Dokuz Eylül Üniversitesi Rektörü Prof.Dr. Mehmet Füzün ise “Türk bilim insanlarına bu onuru yaşattığı, özgüvenleri artırdığı ve moral-motivasyon verdiği için Aziz Sancar'la onur duyuyoruz. Sayın Sancar'ın IBG Danışma Kurulu Üyesi olması da bizim için ayrıca gurur vermektedir" dedi. İzmir Büyükşehir Belediye Başkanı Aziz Kocaoğlu, “Umutluyuz. Çünkü gençlerimizin önünde, Aziz Sancar gibi bir başarı abidesi var. Neden gençlerimiz tüm dünyanın kaderini değiştirecek yeni büyük buluşlara imza atmasın? Neden Aziz Sancar'ların sayısını artırmayalım? Ben o günlerin geleceğine tüm benliğimle inanıyorum" dedi.

Nobelli Sancar'a çeşitli kurum ve kuruluşların ödül takdiminin ardından, Prof.Dr. Aziz Sancar Oditoryumu'nun kurdelası kesildi.

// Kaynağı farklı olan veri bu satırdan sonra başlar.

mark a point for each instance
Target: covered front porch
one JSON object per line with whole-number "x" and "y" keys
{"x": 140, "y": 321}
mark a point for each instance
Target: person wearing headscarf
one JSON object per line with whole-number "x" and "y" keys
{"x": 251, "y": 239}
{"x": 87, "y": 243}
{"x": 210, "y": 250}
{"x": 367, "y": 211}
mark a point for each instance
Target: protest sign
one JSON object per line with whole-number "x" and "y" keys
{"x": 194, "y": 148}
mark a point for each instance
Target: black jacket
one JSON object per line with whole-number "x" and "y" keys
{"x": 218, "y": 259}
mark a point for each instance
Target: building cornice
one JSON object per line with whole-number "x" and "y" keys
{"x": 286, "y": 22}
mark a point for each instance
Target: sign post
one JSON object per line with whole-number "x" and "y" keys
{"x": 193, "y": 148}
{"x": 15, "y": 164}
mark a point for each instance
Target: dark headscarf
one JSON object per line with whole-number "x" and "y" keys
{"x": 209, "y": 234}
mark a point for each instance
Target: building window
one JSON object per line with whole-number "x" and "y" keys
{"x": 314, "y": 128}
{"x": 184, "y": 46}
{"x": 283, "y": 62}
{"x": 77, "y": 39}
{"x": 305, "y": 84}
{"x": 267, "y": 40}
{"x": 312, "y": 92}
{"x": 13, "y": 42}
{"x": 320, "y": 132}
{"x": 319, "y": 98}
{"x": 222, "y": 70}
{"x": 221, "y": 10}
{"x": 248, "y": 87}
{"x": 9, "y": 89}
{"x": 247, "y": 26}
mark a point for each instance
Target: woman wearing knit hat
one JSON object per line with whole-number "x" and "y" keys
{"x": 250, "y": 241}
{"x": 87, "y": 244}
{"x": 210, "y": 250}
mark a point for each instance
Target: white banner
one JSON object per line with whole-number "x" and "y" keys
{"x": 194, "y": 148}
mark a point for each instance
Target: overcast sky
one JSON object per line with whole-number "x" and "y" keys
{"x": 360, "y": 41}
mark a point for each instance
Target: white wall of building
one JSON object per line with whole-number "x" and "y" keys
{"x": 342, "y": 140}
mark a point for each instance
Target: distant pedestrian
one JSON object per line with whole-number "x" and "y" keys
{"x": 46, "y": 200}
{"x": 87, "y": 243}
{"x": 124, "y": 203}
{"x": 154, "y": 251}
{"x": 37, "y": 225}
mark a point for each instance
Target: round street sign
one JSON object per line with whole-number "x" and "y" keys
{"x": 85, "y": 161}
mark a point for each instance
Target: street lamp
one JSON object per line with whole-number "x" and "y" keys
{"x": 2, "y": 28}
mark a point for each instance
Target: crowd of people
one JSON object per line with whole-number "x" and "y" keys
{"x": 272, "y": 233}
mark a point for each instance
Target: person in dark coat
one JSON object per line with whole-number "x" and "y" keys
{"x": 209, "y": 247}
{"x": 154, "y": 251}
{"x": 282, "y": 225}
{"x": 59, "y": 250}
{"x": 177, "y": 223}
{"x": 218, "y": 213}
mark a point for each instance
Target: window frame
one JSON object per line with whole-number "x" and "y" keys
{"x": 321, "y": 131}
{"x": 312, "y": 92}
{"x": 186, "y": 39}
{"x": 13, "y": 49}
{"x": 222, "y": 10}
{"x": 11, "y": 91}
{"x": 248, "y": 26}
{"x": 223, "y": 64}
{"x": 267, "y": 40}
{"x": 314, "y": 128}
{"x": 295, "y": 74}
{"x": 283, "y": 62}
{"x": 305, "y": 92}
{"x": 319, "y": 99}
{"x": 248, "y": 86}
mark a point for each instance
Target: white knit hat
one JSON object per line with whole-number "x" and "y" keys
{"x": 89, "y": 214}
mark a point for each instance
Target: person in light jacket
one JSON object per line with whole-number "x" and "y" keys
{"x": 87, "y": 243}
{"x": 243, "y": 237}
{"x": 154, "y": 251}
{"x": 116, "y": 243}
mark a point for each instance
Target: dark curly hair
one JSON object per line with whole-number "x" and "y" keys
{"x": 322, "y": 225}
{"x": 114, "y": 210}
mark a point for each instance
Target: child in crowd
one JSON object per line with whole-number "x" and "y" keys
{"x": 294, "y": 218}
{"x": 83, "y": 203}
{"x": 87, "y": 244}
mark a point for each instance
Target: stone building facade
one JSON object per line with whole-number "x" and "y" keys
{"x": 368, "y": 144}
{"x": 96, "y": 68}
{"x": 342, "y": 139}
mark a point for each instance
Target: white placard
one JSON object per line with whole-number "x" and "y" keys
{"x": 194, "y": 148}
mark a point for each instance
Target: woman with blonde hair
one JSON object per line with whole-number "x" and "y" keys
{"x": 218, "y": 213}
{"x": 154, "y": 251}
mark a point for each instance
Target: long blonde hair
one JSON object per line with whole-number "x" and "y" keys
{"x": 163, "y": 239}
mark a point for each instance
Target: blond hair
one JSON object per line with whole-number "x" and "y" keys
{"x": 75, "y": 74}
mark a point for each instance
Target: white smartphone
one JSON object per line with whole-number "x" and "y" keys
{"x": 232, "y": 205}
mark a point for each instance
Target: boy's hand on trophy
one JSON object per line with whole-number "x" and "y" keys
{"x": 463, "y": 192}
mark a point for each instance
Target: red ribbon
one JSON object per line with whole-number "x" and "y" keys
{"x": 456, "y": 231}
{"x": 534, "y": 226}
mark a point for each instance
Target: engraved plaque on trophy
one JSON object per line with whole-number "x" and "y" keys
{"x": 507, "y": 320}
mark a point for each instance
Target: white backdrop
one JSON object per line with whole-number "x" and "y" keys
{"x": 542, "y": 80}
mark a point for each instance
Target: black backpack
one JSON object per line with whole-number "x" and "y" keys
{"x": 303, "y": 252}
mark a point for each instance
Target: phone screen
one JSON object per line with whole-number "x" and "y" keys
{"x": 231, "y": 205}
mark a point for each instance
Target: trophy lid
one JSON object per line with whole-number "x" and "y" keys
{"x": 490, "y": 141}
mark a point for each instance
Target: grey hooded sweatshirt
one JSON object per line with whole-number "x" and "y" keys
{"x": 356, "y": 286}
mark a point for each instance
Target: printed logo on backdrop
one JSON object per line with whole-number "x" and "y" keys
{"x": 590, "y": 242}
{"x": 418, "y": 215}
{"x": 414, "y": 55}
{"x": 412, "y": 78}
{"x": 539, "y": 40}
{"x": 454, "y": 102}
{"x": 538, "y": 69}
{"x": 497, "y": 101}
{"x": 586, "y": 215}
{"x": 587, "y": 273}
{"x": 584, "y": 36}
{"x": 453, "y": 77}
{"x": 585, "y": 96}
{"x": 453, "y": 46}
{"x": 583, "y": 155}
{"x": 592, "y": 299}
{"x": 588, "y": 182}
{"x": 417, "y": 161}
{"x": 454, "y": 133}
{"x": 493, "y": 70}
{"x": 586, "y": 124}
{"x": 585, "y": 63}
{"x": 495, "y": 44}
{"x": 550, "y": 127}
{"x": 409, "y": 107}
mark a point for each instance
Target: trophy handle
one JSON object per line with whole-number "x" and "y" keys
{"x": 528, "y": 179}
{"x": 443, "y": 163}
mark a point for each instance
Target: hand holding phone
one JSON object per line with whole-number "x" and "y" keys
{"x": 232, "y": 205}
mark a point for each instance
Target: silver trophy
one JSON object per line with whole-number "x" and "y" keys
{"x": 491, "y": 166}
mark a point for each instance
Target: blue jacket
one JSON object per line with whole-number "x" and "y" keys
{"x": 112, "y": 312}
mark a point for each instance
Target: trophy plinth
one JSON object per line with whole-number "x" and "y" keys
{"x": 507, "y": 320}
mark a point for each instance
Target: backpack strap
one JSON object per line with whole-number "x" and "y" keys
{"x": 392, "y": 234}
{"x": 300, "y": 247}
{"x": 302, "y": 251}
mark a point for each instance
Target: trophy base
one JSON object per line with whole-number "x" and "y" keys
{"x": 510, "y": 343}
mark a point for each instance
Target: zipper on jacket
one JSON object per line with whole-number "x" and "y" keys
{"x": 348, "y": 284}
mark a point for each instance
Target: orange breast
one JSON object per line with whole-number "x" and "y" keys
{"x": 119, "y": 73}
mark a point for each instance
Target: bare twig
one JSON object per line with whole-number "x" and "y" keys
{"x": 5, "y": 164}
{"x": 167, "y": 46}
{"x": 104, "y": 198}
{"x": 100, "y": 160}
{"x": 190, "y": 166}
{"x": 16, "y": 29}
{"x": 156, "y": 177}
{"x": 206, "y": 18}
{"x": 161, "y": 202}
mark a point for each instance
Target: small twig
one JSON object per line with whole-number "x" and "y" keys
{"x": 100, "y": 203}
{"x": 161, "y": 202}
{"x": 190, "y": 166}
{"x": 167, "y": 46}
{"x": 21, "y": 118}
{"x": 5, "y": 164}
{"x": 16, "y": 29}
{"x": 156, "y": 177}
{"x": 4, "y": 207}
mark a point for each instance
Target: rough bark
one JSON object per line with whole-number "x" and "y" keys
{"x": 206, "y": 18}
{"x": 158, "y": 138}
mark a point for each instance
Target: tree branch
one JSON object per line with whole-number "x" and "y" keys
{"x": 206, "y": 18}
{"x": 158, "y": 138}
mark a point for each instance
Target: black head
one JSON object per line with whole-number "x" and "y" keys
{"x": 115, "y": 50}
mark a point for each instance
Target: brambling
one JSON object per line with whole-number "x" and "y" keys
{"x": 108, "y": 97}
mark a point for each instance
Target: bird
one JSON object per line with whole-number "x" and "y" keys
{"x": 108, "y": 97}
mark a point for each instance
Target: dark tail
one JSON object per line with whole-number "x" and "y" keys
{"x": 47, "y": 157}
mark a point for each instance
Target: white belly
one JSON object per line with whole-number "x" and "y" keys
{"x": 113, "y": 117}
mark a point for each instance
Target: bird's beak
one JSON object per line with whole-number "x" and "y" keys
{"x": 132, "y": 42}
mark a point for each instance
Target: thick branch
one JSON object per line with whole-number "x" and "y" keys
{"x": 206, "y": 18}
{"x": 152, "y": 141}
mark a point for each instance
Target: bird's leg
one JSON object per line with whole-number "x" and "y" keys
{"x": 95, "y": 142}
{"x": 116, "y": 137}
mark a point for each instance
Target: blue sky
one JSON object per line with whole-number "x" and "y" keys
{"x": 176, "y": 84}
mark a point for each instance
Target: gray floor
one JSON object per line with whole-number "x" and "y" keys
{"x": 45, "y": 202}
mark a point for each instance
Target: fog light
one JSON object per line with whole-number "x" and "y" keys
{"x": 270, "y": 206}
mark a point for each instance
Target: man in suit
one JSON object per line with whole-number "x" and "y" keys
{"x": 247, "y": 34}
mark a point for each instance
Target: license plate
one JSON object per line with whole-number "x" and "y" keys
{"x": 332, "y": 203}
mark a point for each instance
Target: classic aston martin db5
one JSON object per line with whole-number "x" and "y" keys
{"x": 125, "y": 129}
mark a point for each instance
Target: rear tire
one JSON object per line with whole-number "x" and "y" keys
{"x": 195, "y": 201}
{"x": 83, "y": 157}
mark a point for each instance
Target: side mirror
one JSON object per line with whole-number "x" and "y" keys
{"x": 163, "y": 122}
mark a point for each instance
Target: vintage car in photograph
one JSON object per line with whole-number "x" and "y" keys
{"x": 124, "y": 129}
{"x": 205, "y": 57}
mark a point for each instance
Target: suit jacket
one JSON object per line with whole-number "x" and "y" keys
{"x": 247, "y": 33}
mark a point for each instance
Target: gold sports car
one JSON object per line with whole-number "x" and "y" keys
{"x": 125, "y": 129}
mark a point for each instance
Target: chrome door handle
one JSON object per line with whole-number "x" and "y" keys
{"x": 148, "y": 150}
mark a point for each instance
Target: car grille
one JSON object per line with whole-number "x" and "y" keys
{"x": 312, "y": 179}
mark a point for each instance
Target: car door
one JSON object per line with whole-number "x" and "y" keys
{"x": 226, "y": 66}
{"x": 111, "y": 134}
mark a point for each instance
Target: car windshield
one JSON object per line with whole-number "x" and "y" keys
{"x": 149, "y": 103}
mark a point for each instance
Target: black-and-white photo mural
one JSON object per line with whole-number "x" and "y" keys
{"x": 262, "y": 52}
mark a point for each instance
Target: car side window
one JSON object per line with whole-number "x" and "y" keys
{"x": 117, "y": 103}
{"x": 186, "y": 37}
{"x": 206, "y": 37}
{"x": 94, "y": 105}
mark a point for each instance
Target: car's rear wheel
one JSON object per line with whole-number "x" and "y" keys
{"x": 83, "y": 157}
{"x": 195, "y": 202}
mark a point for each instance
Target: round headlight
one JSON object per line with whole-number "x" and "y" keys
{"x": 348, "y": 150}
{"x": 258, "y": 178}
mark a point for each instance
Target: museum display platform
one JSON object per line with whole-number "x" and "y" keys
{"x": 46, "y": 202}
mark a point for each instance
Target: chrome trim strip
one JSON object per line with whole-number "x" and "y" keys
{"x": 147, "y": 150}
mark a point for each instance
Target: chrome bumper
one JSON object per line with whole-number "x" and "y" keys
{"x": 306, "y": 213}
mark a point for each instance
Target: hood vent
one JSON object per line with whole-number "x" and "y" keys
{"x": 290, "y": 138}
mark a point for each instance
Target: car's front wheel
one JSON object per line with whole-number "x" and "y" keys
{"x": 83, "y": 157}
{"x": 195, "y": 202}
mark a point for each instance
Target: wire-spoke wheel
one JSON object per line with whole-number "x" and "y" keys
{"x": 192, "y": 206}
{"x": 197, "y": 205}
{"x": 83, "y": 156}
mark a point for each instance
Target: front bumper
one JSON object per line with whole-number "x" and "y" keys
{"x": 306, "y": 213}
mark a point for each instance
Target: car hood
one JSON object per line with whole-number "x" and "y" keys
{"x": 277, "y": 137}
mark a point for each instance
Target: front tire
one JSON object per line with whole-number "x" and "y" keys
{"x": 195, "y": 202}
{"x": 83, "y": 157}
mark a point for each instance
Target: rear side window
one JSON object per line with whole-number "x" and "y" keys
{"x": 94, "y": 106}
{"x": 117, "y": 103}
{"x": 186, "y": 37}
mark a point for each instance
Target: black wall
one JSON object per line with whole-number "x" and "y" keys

SİGARA İÇERSENİZ DNA ONARIMI ONUNLA BAŞA ÇIKAMAZ

Bilim insanlarından öğrencilerden yoğun ilgi gören Prof. Dr. Aziz Sancar, ardından yine isminin verildiği salonda basın toplantısı düzenledi. Burada ödül aldığı DNA onarımına yönelik soruları yanıtlayan Prof. Dr. Aziz Sancar, DNA onarımından elde edilen gelişmelerin hastalara uygulanıp uygulanmadığı yönündeki soruya, “DNA onarımı kanseri önlemekte önemli bir mekanizmadır. Kanserin en büyük sebebi sigara içmektir. Sigara içerseniz benim DNA onarımı onunla başa çıkamaz, kanser olursunuz. DNA onarımı birçok kanser ilacının DNA tahribatını onarır ve kanser hücrelerini yok etmede daha etkili olması için çalışıyoruz. İleride hastalara uygulanacak seviyeye ulaşacağına eminim" dedi. 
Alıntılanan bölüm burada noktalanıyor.